No, said I, Ameer Ali: I suppose you have some object in it, therefore go on.

Well then, resumed the Thug, the slave came to me and I was alone. "For the love of Alla," said she, "Meer Sahib, do something for my poor mistress! Ever since you left her she has been in a kind of stupor, and has hardly spoken. She just now told me to go and purchase a quantity of opium for her; and when I refused, and fell at her feet, imploring her to recall her words, she spoke angrily to me, and said, if I did not go, she would go herself. So I have purchased it; but alas! I know its fatal use: and you alone can save her. Come quickly then, and speak a kind word to her; I have heard all that has passed, and you have behaved like a man of honour; but since you cannot persuade her to forget you and relinquish her intentions, at least for the time fall in with her humour, and agree to accompany her, on the promise that she will not seek to see you on the road; and say that when you reach her Jagheer you will have your marriage duly solemnized. Oh, do this for her sake! You said you could love her as a sister, and this would be the conduct of a brother."

"Well," said I, "since the matter has come to this issue, that her life or death is in my hands, I consent;" and I arose, and went with her.

Oh, with what joy the unhappy girl received me! long she hung upon my bosom, and blessed me as her preserver, and kissed her slave when she related what she had said to me, and that I had agreed to her wishes. "It is to save your precious life," I cried, "that I thus expose myself to the sneers and taunts of my friends and your own: think on the sacrifice I make in losing their love, and you will behave cautiously and decently on the road; we need not meet—nay we must not, the temptation would be too strong for us both; but I swear by your head and eyes I will not leave you, and you shall travel in our company."

The slave had gone out, and she drew towards me. "Beware," said she, "how you deceive me, for I know your secret, and if you are unfaithful I will expose it; your life is in my hands, and you know it."

"What secret?" cried I in alarm. "What can you mean?"

"I know that you are a Thug," she said, in a low and determined voice; "my slave has discovered you, and a thousand circumstances impress the belief that you are one upon my mind—your men, the way you encamp, the ceremonies my slave has seen your men performing, and the freedom with which you go forward or return at your pleasure. All these are conclusive, and I bid you beware! for nothing that you can say will persuade me to the contrary; you have even now the property of those you have killed in your camp—you cannot deny it, your looks confirm my words."

I inwardly cursed the prying curiosity of the slave, and feared she had discovered us through one of our men with whom I had seen her conversing, and I determined to destroy him. But I had now fairly met my match, and though abashed for a moment, I replied to her: "Then, Shurfun, since you have discovered us, I have no alternative, we must be united, I to save my life and the lives of my men, you to save your own. It is a fearful tie which binds us, but it cannot be broken."

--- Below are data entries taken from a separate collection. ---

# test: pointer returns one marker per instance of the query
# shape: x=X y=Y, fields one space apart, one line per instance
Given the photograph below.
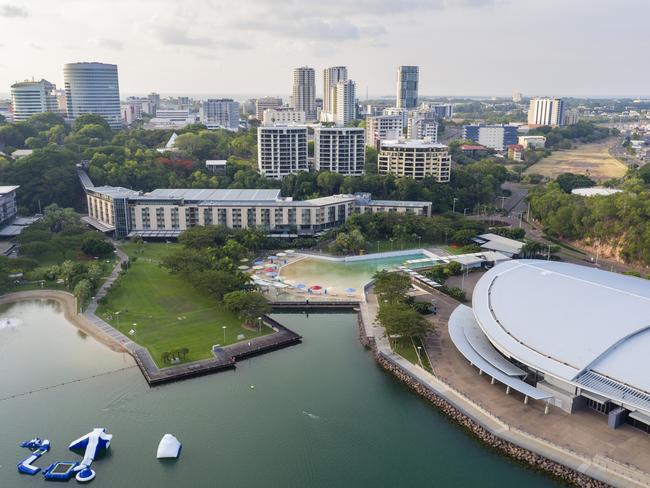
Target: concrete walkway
x=596 y=466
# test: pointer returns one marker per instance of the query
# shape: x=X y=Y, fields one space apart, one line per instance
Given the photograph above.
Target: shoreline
x=67 y=302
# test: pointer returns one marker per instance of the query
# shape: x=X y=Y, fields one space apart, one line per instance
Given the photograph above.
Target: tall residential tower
x=407 y=86
x=304 y=91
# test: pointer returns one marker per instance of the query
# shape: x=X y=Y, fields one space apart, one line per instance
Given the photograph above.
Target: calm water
x=322 y=414
x=340 y=276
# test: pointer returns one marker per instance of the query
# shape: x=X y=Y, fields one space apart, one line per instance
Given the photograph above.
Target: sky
x=249 y=47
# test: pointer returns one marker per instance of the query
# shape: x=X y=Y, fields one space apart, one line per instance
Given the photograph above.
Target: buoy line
x=52 y=387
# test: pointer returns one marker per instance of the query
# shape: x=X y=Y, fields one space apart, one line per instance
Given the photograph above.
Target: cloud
x=113 y=44
x=13 y=12
x=174 y=36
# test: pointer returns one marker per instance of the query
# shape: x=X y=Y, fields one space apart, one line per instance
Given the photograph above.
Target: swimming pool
x=341 y=275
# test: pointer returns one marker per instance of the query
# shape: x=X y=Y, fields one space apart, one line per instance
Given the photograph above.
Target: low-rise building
x=516 y=152
x=382 y=127
x=166 y=213
x=340 y=150
x=497 y=136
x=532 y=142
x=414 y=159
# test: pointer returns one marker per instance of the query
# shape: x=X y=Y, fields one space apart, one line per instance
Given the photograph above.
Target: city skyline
x=232 y=52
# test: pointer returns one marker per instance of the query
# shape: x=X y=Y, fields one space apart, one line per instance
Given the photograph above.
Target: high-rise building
x=33 y=97
x=281 y=150
x=420 y=127
x=383 y=127
x=304 y=91
x=340 y=150
x=221 y=113
x=264 y=103
x=497 y=136
x=407 y=86
x=331 y=77
x=283 y=116
x=93 y=88
x=546 y=111
x=346 y=106
x=414 y=159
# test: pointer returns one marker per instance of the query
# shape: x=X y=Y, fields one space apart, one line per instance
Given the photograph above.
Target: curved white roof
x=568 y=321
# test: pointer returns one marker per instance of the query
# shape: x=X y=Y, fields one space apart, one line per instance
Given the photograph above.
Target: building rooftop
x=411 y=143
x=579 y=324
x=214 y=195
x=595 y=191
x=8 y=189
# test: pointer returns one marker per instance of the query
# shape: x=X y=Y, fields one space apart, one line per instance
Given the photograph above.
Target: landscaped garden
x=169 y=316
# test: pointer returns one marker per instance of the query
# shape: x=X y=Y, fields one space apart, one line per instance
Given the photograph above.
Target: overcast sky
x=463 y=47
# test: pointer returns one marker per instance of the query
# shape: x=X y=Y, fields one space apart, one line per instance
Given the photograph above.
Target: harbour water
x=321 y=414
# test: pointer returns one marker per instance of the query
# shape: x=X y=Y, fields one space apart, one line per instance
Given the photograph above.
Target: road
x=515 y=214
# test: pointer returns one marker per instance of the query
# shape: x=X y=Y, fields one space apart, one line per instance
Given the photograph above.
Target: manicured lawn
x=166 y=312
x=406 y=348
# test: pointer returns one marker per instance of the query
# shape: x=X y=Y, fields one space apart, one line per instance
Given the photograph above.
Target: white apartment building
x=283 y=116
x=281 y=150
x=346 y=106
x=303 y=96
x=420 y=127
x=93 y=88
x=340 y=150
x=383 y=127
x=398 y=112
x=546 y=111
x=33 y=97
x=331 y=77
x=222 y=113
x=264 y=103
x=532 y=142
x=416 y=159
x=407 y=86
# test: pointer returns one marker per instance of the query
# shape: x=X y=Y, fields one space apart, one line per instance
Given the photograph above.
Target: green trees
x=248 y=305
x=94 y=245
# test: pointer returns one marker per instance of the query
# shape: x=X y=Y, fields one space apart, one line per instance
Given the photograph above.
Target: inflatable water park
x=93 y=444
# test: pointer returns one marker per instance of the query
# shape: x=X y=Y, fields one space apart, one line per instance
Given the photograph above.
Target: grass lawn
x=406 y=348
x=592 y=159
x=166 y=312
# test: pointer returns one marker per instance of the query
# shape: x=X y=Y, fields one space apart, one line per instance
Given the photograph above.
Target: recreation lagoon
x=321 y=414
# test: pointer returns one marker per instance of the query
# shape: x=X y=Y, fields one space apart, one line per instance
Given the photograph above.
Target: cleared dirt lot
x=593 y=160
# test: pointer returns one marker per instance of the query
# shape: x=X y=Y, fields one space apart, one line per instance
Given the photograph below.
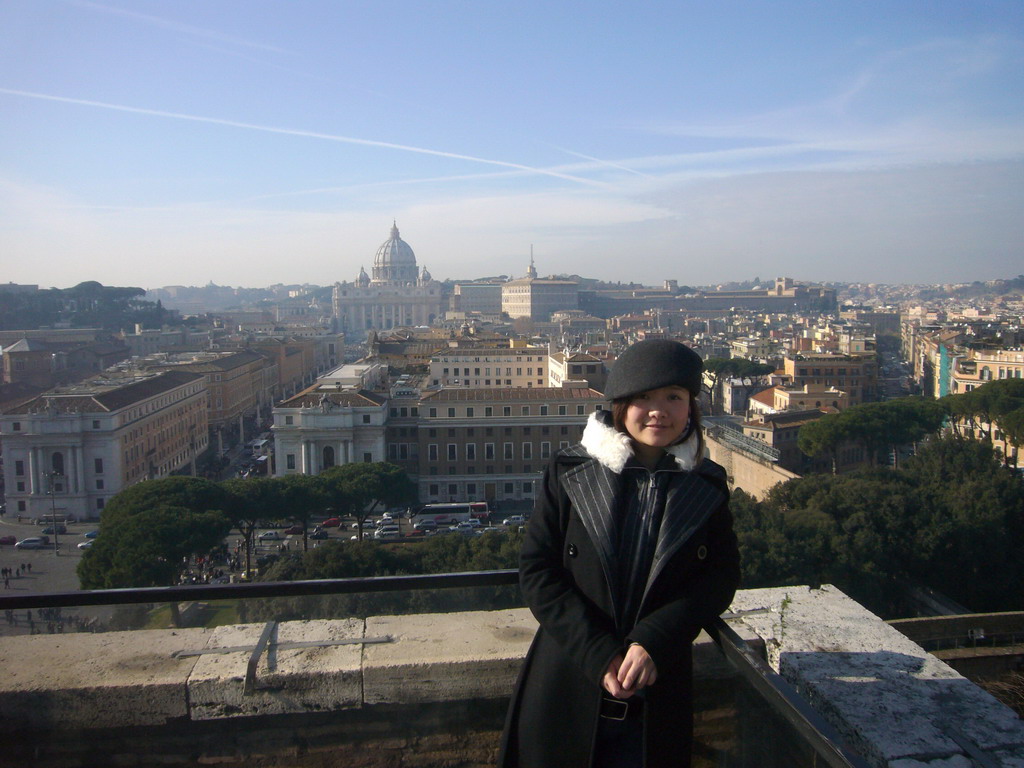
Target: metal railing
x=779 y=695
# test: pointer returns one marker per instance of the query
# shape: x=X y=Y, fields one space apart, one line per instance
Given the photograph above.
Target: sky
x=253 y=142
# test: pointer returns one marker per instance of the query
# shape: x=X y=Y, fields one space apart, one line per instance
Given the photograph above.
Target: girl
x=629 y=552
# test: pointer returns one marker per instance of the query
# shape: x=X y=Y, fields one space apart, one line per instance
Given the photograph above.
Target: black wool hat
x=653 y=364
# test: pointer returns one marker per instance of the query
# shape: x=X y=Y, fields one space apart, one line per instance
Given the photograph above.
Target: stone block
x=886 y=695
x=445 y=656
x=309 y=679
x=83 y=680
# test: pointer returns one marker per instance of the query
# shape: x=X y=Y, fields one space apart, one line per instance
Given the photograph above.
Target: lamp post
x=52 y=476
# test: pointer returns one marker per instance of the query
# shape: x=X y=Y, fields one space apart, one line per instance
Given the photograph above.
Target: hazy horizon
x=236 y=141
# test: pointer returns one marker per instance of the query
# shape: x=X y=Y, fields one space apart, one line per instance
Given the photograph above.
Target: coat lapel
x=689 y=504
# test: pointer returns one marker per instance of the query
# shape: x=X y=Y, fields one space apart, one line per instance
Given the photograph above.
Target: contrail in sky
x=603 y=162
x=297 y=132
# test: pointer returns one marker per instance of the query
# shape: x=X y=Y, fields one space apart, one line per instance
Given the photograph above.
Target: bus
x=449 y=514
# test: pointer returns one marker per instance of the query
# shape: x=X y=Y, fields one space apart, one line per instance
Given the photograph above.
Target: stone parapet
x=370 y=692
x=893 y=702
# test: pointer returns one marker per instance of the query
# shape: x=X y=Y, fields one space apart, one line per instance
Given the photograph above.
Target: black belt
x=617 y=709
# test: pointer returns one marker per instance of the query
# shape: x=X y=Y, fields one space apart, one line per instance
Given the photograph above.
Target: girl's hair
x=620 y=406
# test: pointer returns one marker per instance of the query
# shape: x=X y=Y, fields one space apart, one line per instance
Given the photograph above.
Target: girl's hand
x=637 y=671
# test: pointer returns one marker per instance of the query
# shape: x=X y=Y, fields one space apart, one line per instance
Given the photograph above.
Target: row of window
x=510 y=489
x=488 y=453
x=498 y=372
x=470 y=412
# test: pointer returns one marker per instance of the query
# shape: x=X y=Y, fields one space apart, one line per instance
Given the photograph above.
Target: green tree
x=300 y=498
x=196 y=494
x=150 y=547
x=250 y=501
x=357 y=489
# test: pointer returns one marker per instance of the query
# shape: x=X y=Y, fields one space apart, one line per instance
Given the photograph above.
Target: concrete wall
x=431 y=690
x=753 y=475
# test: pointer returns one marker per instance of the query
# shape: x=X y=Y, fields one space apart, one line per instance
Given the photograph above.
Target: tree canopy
x=950 y=518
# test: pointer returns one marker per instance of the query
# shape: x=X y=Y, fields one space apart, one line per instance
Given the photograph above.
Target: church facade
x=398 y=294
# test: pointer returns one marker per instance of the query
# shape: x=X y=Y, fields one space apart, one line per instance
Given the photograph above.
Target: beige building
x=538 y=299
x=577 y=367
x=327 y=426
x=854 y=374
x=467 y=365
x=69 y=451
x=493 y=444
x=397 y=295
x=792 y=397
x=980 y=366
x=240 y=385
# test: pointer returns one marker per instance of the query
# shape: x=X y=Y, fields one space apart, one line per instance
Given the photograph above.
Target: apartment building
x=577 y=367
x=538 y=299
x=239 y=385
x=980 y=366
x=326 y=426
x=854 y=374
x=70 y=450
x=513 y=365
x=494 y=444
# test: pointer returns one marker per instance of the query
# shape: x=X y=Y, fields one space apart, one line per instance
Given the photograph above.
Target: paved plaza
x=49 y=572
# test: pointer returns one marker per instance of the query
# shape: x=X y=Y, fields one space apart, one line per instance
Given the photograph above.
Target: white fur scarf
x=612 y=449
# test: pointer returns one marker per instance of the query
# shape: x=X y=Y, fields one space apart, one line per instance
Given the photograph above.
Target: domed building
x=397 y=294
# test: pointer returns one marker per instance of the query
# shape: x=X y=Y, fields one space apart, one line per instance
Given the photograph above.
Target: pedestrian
x=629 y=553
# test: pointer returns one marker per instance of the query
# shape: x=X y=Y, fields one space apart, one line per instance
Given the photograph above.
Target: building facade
x=854 y=374
x=398 y=294
x=538 y=299
x=69 y=451
x=326 y=426
x=493 y=444
x=515 y=365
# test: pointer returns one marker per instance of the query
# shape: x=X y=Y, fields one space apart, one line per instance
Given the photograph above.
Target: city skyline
x=258 y=143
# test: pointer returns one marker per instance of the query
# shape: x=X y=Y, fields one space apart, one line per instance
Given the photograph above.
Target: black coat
x=553 y=717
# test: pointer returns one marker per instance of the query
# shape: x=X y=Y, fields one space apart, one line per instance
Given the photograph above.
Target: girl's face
x=656 y=419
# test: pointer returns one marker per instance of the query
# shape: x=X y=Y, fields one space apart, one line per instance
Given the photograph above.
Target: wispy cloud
x=298 y=132
x=175 y=26
x=606 y=163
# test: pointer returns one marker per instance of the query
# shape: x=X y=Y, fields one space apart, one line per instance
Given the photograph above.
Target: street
x=49 y=572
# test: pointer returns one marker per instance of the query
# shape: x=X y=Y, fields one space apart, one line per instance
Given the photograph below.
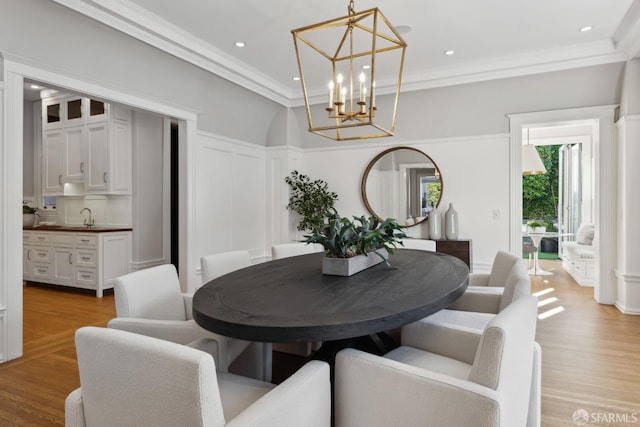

"I thought so," she said; "fool that I was not to have urged this before! I might have saved myself the agony which I have endured. Now, go; I will hear of you from day to day, and it may be that we shall have an opportunity of conversing unobserved. Now I am sure of you, and my mind is at ease."

I left her, but my thoughts were in a whirl; she had discovered us, and by the rules of our profession I could not conceal it from my associates. Alla! Alla! to what would the communication I must make to them lead! Alas, I dreaded to think—yet it must be done. A long time I deliberated with myself whether I should expose the truth to my associates, and fain would I not have done so; but the peril we were in was so imminent, and the lives of my fifty brave fellows were so completely at the mercy of a woman, that I could not overlook the strict rules of my profession. I knew that it could only lead to one alternative; but it was her fate, and it could not be avoided either by her or me.